Monthly Archives: March 2015

Stop Everything, We’re Doing 8-LUTs

[With apologies/thanks to The Onion]

Commentary • Opinion • business • ISSUE 15•03 • March 6, 2015
By Josh Gane, CEO and President, XilTera

Would someone tell me how this happened? We were the vanguard of programmable logic. The XilTera StraTex was the cool device to design in. Then the other guy came out with a 6-LUT FPGA. Were we scared? Hell, no. Because we hit back with a little thing called the CLM. That’s a 6-LUT with a dual ported synchronous LUT RAM. For register files and so much more. But you know what happened next? Shut up, I’m telling you what happened—the bastards went to superfracturable LUTs. Now we’re standing around looking foolish selling plain 6-LUTs and a LUT RAM. RAM or not, suddenly we’re the chumps. Well, screw it. We’re going to 8-LUTs.

Sure, we could go to 7-LUTs next, like the competition. That seems like the logical thing to do. After all, 6-LUTs worked out pretty well, and seven is the next number after six. So let’s play it safe. Let’s make a 7-input 6,6-LUT and call it the UltraLUT. Why innovate when we can follow? Oh, I know why: Because we’re a business, that’s why!

You think it’s crazy? It is crazy. But I don’t give a damn. From now on, we’re the ones who have the edge in the LUT inputs game. Are they the best programmable logic a designer can get? Hell, no. XilTera is the most programmable programmable logic around.

What part of this don’t you understand? If 4-LUTs are good, and 6-LUTs are better, obviously 8-LUTs would make us the best freaking FPGA that ever existed. Comprende? We didn’t claw our way to the top of the FPGA game by clinging to the 4-LUT industry standard. We got here by taking chances. Well, 8-LUTs are the biggest chance of all.
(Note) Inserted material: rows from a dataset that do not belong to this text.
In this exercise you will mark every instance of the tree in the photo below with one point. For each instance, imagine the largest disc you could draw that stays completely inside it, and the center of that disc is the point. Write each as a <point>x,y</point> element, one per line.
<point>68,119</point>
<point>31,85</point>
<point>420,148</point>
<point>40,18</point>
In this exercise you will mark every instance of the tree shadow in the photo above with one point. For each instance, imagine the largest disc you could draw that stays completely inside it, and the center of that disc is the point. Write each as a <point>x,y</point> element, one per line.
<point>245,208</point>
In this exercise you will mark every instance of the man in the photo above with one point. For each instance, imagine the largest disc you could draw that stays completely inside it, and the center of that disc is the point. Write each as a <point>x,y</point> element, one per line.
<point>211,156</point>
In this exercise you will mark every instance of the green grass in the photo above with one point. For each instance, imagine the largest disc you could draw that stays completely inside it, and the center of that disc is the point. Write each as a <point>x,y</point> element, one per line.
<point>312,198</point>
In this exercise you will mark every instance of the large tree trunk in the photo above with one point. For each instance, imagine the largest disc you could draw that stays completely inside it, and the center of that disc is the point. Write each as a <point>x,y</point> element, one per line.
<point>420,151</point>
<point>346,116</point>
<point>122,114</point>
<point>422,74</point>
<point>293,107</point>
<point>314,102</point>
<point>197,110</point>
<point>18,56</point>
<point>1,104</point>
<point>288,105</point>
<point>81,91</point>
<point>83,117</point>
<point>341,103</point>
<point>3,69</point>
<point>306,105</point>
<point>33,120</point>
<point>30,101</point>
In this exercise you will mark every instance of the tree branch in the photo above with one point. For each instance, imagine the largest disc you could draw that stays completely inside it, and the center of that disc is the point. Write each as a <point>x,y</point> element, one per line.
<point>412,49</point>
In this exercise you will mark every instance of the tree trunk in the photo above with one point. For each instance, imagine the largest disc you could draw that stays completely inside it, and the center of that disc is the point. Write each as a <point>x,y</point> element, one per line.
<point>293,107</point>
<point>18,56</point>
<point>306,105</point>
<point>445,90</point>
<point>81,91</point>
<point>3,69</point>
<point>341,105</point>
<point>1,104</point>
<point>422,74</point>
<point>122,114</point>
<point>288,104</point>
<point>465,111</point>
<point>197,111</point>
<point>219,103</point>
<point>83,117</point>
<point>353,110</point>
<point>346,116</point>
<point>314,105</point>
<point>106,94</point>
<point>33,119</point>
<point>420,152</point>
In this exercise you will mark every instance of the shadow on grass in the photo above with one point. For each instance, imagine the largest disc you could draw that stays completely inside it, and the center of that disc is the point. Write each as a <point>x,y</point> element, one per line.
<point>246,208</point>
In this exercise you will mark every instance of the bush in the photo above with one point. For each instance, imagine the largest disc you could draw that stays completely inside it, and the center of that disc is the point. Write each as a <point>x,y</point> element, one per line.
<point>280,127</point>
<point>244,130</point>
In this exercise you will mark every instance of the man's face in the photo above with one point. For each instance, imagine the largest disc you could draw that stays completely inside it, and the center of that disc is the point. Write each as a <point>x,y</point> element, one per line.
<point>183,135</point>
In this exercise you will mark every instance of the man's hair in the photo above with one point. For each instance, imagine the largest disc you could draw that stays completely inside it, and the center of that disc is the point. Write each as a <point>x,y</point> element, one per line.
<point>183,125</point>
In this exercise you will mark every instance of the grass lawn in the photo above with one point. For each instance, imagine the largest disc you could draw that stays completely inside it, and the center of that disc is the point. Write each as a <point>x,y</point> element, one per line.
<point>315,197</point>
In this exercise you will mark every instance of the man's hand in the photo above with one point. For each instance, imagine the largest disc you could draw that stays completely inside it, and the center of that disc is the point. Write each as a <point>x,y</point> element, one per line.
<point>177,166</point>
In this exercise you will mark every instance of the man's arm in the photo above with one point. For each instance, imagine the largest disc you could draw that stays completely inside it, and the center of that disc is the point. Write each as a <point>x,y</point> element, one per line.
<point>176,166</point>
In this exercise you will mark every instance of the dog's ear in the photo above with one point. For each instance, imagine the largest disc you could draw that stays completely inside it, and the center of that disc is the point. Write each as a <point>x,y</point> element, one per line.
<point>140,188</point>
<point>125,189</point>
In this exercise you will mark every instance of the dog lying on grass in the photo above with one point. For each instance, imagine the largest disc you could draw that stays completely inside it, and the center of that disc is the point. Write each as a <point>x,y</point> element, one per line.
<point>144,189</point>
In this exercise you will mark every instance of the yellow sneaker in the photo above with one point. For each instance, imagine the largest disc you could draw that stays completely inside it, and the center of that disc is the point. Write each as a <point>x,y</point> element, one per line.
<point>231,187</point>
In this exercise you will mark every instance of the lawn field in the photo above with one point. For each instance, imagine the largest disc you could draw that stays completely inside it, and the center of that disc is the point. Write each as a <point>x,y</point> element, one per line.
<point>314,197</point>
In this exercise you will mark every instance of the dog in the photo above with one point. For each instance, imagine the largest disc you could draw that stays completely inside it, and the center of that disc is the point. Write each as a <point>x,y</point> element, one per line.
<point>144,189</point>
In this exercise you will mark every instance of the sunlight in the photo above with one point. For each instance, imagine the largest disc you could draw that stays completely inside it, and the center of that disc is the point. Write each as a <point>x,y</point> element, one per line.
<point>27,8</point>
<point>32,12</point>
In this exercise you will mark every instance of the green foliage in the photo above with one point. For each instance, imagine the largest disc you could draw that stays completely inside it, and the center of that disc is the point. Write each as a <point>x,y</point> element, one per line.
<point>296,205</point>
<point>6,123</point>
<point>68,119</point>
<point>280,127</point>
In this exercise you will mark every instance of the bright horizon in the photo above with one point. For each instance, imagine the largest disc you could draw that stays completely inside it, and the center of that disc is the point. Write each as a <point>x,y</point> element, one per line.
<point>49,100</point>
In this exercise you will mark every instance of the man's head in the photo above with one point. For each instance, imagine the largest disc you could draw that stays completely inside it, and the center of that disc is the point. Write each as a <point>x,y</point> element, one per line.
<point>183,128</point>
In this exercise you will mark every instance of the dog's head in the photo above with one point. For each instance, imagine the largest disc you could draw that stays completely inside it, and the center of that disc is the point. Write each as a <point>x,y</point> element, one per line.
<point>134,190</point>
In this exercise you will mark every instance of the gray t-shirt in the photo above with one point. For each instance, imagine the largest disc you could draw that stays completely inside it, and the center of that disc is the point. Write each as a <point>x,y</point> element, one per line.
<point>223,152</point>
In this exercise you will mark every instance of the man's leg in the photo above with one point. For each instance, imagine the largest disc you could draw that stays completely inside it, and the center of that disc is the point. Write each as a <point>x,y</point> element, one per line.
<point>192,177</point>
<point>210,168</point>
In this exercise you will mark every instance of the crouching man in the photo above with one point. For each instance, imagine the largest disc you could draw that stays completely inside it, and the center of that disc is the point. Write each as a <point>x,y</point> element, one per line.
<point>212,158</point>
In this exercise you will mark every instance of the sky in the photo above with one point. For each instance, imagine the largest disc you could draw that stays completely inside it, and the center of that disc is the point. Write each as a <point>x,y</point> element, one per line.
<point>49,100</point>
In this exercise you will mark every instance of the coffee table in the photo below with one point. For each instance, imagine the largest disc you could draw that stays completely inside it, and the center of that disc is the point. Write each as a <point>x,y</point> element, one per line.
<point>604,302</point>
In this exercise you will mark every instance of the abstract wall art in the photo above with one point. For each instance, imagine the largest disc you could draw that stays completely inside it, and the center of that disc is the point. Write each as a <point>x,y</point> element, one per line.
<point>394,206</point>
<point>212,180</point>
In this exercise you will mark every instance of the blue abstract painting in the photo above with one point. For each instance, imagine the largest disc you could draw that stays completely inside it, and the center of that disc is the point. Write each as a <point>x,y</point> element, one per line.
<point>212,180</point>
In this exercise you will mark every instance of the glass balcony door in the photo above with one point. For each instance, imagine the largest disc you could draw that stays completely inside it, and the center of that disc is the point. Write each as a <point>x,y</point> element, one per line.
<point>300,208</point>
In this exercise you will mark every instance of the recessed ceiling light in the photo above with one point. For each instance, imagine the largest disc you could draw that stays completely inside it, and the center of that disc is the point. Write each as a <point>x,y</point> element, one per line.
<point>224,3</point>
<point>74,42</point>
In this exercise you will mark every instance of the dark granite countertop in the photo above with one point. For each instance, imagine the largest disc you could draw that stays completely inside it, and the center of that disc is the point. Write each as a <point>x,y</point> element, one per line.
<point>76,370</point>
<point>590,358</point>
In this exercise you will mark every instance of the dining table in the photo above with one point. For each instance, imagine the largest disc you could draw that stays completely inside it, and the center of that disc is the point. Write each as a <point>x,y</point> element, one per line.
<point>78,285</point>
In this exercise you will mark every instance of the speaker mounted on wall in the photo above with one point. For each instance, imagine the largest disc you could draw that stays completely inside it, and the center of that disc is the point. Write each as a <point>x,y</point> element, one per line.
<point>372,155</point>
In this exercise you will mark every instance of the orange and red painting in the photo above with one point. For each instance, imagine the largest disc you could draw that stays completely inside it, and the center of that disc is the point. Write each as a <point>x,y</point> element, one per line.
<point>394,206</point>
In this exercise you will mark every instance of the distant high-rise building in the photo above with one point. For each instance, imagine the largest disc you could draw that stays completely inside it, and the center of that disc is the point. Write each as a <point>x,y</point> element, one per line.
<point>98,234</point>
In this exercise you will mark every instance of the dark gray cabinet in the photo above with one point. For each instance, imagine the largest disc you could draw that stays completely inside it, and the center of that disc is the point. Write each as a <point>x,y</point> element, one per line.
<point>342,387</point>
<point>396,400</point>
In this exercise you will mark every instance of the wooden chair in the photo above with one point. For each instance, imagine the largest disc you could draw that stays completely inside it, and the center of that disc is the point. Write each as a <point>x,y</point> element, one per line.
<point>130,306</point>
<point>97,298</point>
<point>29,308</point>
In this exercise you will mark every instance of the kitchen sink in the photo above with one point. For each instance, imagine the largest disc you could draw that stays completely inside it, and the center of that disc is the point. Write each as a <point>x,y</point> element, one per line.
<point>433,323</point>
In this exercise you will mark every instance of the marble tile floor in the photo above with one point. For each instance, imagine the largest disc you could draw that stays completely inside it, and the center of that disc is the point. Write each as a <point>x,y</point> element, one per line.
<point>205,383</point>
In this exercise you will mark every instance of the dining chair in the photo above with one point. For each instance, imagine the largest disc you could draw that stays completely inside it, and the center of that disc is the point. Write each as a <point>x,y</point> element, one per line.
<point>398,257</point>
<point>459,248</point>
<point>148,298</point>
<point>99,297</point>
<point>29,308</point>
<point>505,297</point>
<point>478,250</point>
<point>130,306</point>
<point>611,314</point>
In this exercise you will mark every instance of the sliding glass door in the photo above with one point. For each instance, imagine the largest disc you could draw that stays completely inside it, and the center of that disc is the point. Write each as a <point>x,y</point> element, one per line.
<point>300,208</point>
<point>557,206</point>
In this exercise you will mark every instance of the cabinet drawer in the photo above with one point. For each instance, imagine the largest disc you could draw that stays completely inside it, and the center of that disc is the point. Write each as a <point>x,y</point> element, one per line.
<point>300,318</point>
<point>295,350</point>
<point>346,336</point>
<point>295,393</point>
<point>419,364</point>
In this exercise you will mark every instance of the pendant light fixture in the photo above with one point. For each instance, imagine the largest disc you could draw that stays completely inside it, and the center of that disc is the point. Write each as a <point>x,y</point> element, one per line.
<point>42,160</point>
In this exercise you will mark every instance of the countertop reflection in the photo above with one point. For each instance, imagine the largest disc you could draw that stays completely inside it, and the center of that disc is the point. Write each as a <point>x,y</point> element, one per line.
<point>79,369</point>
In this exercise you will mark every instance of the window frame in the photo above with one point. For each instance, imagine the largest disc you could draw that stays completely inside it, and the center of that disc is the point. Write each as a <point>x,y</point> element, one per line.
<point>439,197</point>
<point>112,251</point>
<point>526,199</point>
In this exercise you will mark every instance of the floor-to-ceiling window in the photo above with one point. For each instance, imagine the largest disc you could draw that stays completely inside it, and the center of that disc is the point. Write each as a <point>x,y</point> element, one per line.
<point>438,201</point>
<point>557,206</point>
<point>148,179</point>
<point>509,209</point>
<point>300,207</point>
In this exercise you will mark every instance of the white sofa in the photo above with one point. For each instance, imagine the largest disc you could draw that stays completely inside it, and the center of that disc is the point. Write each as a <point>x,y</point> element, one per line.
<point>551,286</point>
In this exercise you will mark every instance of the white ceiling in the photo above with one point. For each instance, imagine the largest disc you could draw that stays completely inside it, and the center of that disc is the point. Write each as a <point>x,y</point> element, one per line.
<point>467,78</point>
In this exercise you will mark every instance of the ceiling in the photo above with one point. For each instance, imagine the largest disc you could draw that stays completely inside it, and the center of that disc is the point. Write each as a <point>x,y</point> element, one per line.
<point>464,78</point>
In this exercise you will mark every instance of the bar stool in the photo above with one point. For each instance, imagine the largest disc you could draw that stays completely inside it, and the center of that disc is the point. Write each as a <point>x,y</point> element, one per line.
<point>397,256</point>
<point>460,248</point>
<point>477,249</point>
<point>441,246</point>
Here’s the report from Engineering. I don’t want to hear those three damnable letters V.P.R. ever again! They don’t tell me what to invent—I tell them. And I’m telling them to stick two more LUT inputs in there. I don’t care how. Make the mux tree FinFETs so thin they’re invisible. Put some LUT configuration cells in the CLM cluster switchbox. Partially populate it. I don’t care if they have to cram the seventh and eighth input in perpendicular to the other six, just do it!

You’re taking the “balanced” part of “balanced architecture” too literally, grandma. Cut the strings and soar. Let’s hit it. Let’s roll. This is our chance to make programmable logic history. Let’s dream big. All you have to do is say that 8-LUTs can happen, and it will happen. If you aren’t on board, then screw you. And if you’re on the board, then screw you and your father. Hey, if I’m the only one who’ll take risks, I’m sure as hell happy to hog all the glory when the 8-LUT FPGA becomes the device for the U.S. of “this is how we reconfigurably compute now” A.

People said we couldn’t go to 6-LUTs. It’ll blow up the size of the input muxes and configuration bitstream, the LUT mux tree wiring will be too long, they said. Well, we did it. Now some egghead in a lab is screaming “8-LUTs are crazy?” Well, perhaps he’d be more comfortable in the labs at Lactel, working on antifuse crossbars. ONO, my ass!

Maybe I’m wrong. Maybe we should just ride in AltLinx’s wake and make voltage regulators. Ha! Not on your damn life! The day I shadow a penny-ante outfit like AltLinx is the day I leave the FPGA game for good, and that won’t happen until the day I die! The market? Listen, we make the market. All we have to do is put her out there with a little jingle. It’s as easy as, “Hey, technology mapping complex datapaths with anything less than 8-input LUTs is like playing pushing-on-a-rope whack-a-mole with some bad-approximation-timing-model physical synthesis CAD.” Or “There’ll be so few logic levels between the hard logic blocks, I could put Intel out of business.”

I know what you’re thinking now: What’ll people say? Mew mew mew. Oh, no, what will people say?! Grow up. When you’re on top, people talk. That’s the price you pay for being on top. Which XilTera is, always has been, and forever shall be, Amen, 8-LUTs, sweet Jesus in heaven.

Wait. I just had a stroke of genius. Are you ready? Open your mouth, baby birds, cause Mama’s about to drop you one sweet, fat nightcrawler. Here she comes: Put another carry chain on that sucker, too. And hell, why stop there? Two write ports. That’s right. 8-LUTs, fracturable into four 6-LUTs, four clock enables on the flops, two carry chains, 256b LUT RAM, and two write ports. You heard me—two write ports. It’s a whole new way to think about memory bandwidth intensive massively parallel accelerators. Don’t question it. Don’t say a word. Just key the music, and call the chorus girls, because we’re on the edge—the rising clock edge—and I feel like dancing.